A: I like that dream, too, and I’m all in favor of mobility, but I think you get more mobility by increasing the realm of competition and choice, not by reducing it. The way in which you get mobility in this country is by people who have nothing having a great idea and developing it and becoming millionaires. The incentive for them to do that is going to be eliminated if you don’t let them spend it.

You need private enterprise and innovation and willingness to take risks in order to have a very rapidly growing country. And if you leave competition open and you don’t establish monopolies or give monopolistic privileges, that will produce a society with some very rich people, some relatively poor people, but in which the situation will be changing all the time, in which there’s a great deal of mobility.

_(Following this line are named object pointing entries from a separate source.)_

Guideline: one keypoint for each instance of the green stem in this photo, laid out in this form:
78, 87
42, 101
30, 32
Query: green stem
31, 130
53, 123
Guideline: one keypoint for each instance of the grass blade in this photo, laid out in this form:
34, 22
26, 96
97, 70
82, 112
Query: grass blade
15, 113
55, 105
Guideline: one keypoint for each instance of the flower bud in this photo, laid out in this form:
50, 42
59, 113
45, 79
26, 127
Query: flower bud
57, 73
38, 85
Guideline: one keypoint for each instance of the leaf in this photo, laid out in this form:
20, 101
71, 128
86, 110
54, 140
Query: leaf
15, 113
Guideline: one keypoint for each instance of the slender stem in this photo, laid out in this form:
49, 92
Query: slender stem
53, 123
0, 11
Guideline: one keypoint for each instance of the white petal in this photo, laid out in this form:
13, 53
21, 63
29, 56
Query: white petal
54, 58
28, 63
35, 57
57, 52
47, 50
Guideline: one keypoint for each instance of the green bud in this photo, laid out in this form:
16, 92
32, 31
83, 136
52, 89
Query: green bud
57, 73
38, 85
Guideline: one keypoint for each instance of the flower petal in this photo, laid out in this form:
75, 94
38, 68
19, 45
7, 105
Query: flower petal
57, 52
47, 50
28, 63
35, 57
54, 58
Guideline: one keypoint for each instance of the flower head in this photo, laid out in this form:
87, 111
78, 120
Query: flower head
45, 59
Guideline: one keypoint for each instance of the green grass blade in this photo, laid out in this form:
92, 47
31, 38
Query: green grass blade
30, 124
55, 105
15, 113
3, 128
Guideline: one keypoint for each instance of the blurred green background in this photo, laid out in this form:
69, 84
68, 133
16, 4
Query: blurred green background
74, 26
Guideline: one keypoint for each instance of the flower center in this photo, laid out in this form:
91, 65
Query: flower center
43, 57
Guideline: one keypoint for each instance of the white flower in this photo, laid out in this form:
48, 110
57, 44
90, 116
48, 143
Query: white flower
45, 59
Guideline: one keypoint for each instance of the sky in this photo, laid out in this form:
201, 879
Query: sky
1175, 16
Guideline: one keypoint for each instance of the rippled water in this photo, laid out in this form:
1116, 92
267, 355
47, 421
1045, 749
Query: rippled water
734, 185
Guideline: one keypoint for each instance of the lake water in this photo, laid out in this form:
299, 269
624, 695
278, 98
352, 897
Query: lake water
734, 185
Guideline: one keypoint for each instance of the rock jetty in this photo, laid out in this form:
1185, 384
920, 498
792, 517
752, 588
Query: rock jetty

Q: Is there anything else you would like to add?

A: I think it’s an absolute disgrace for the United States as a country that literacy today is lower than it was 150 years ago. And that is true only because government has taken over the operation of the school industry, for the most part, and has permitted it to be unionized.

When I graduated from high school in 1928, there were 150,000 school districts. Today, there are less than 15,000 for a population that is more than twice as large. If you dig deep, this concentration of schooling and the growing power over schooling of governmental institutions is the primary reason for this disgraceful situation.

Moreover, on the question of [social] mobility, there is absolutely nothing that would do more than to increase mobility and reduce the difference between the top and the bottom than improving the educational system. What can you say about the greatest country in the world, which has a system in which 30 percent of the youngsters never get through high school? What kind of a life are they going to be condemned to?

Anybody who’s really worried about reducing the inequality and improving the distribution of income, the place to look is at schooling, and the solution to it is competition and choice. And universal vouchers are the most efficient and obvious and easiest way to get there.